A trust is available for some former steel workers and their beneficiaries that could make health coverage more affordable.
This funding could mean the difference between a solid quality of life or even living at all, said Dean Gloster, the San Francisco attorney who negotiated the voluntary employee beneficiary association trust.
Through the trust, retirees who worked in Ohio, Pennsylvania or Michigan are eligible for health-care benefits through the federal Health Coverage Tax Credit. The credit reimburses these retirees 72.5 percent of health-insurance and prescription-drug premiums.
The VEBA benefits are open to both union and salaried retirees, their spouses and dependents who are between age 55 and 65, worked for a steel company and had their pension trusted by Pension Benefit Guaranty Corp. “There are a lot of former steel workers who are in the same situation. They’re old enough where they have health problems, but they’re not old enough for Medicare,” Gloster said. “Steel workers worked hard jobs and tend to have more health problems than other people.”
The only way these VEBA programs work is to get information out to people and get them signed up for advanced credit payments from the Internal Revenue Service, he said. With advanced payment, the IRS sends a monthly check to the insurance company. Otherwise the retiree has to pay the insurance premiums and be reimbursed at the end of the year.
There are many companies that might have former workers who are eligible, Gloster said. Many of the nation’s steel companies turned over their retirement benefits in the 1990s.
These trusts first were introduced during the Delphi bankruptcy case in the mid-1990s, Gloster said.
There have been numerous challenges in getting information about these trusts to workers, he said.
“You would think it would be easier to give government money away to people who deserve it,” Gloster said.
The court order that created the trust was issued June 5 in U.S. Bankruptcy Court Southern District of New York.
The United Steelworkers union initially objected to the creation of the trust.

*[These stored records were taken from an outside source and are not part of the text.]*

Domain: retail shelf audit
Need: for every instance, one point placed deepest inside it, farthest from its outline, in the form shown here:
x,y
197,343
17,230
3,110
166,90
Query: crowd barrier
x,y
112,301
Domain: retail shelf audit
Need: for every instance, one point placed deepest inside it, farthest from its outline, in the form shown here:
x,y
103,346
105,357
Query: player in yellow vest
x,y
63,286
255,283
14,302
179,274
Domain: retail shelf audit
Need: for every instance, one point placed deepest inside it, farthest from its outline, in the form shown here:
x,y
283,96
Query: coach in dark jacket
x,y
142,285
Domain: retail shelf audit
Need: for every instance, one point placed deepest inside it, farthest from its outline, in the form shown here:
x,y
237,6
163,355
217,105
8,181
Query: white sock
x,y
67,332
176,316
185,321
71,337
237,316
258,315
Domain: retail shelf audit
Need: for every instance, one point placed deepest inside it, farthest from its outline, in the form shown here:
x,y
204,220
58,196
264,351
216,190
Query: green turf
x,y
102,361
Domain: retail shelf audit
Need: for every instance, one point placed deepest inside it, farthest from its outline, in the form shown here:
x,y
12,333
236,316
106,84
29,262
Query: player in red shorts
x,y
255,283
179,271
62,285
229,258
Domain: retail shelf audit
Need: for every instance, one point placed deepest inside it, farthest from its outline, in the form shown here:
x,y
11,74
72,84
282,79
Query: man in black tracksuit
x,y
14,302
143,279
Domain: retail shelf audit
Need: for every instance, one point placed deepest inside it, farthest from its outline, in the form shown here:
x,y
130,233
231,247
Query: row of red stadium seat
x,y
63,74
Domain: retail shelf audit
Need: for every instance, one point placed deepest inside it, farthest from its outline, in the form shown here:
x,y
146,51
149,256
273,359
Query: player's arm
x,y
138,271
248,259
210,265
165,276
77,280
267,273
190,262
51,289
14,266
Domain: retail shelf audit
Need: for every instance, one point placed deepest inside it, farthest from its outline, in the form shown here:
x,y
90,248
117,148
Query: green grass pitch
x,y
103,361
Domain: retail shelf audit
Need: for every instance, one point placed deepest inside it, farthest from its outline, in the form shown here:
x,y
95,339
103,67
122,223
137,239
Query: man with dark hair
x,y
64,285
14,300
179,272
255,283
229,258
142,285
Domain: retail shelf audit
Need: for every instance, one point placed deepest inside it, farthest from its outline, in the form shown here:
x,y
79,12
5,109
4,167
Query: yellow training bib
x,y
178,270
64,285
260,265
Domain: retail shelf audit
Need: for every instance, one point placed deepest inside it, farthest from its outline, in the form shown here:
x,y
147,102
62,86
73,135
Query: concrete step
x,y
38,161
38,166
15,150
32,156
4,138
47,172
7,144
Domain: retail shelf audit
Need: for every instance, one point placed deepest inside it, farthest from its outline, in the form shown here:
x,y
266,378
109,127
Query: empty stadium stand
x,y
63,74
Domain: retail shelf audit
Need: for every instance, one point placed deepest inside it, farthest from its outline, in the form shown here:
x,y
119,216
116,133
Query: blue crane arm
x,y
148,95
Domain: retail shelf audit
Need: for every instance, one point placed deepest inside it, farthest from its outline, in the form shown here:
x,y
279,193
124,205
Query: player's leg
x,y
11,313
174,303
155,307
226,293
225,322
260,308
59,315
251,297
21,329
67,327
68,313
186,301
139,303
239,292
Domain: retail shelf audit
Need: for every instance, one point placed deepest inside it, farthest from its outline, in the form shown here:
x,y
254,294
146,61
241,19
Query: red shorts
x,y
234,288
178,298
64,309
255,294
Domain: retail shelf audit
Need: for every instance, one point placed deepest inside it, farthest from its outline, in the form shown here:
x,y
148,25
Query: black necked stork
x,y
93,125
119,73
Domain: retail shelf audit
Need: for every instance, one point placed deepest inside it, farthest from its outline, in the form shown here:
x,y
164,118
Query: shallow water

The union also has released a statement about the new trust. “The USW is concerned that the introduction of this new VEBA and the efforts to sell the VEBA to retiree populations could create risks for some of our retirees,” according to the statement released by the union.
Many of the potentially eligible participants of this new VEBA are either already covered by a USW-negotiated agreement or are eligible for the health-coverage tax credit if they are between age 55 and 64, receive a pension from the Pension Benefit Guaranty Corp. and are not covered by Medicare, according to the USW.
“Quite simply, it could be risky for any retiree currently covered by a USW- negotiated VEBA to change coverage. Some 250,000 retirees are currently covered by USW-negotiated VEBAs that were established with the sole purpose of providing the highest quality of coverage at the most economical price,” according to the union.